O ganadeiro, agricultor e ex-cavaleiro tauromáquico David Ribeiro Telles, o dirigente associativo João de Matos Cravidão e a fadista Ana Moura são as primeiras personalidades distinguidas com os Prémios Foral, que este ano, começam a ser atribuídos pela Câmara de Coruche.

O júri do concurso instituído este ano para celebrar o Foral de Coruche, concedido por D. Afonso Henriques em 26 de Maio de 1182, é composto pelo presidente da Câmara de Coruche, Dionísio Mendes, pelos representantes de órgãos de comunicação social local Mais Região e Rádio Voz do Sorraia, e representantes das escolas Profissional de Coruche, EB 2/3 Dr. Armando Lizardo e Secundária de Coruche.

Mestre David Ribeiro Telles nasceu em Almeirim em 1927 mas cedo foi viver para Coruche.
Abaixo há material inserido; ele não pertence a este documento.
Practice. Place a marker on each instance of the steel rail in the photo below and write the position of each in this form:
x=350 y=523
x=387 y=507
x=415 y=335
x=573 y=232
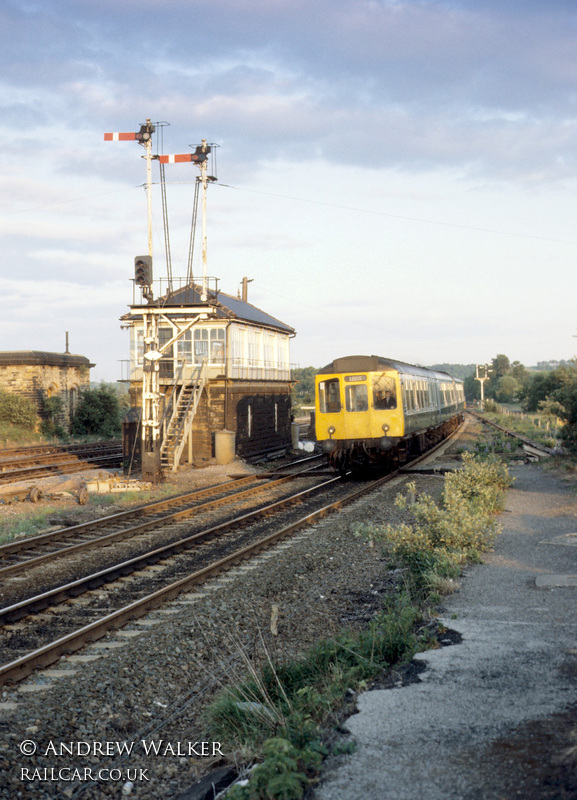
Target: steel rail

Ao longo de mais de 50 anos toureou a cavalo pelas praças do mundo, faceta que aliou à de agricultor e ganadeiro. A família dá continuidade àquela arte com João Ribeiro Telles, António Ribeiro Telles e João Ribeiro Telles Jr.
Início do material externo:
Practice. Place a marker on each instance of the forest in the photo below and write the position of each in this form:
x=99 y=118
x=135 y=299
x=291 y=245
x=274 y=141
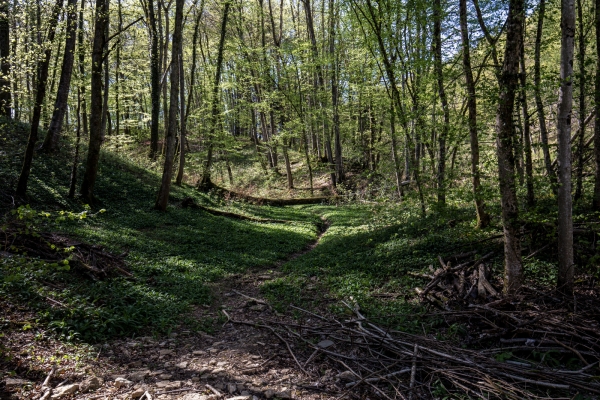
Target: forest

João de Matos Cravidão ajudou a formar grande parte das colectividades e associações de Coruche. Nasceu em Cabedão, concelho de Mora, em 1924. Fez parte do Grupo Bairro Alegre Futebol Clube, foi fundador do Grupo Desportivo “O Coruchense”, do Clube Ornitológico de Coruche, da Casa do Benfica de Coruche, da Associação para o Estudo e Defesa do Património Cultural e Natural do Concelho de Coruche. Ex-presidente da Associação de Comerciantes de Coruche, foi também um dos impulsionadores do grupo Coral da Sociedade de Instrução Coruchense.

A fadista Ana Moura é a mais nova entre os distinguidos mas, por outro lado, o maior destaque pertence-lhe agora a nível nacional e internacional. Foi nascer a Santarém mas é em Coruche que percorre toda a infância e juventude. Lançou-se no fado e alcançou dupla platina com o trabalho “Para Além da Saudade”. Na retina fica ainda a subida ao palco do concerto dos Rolling Stones, no último concerta da banda em Portugal, para acompanhar Mick Jagger a contar.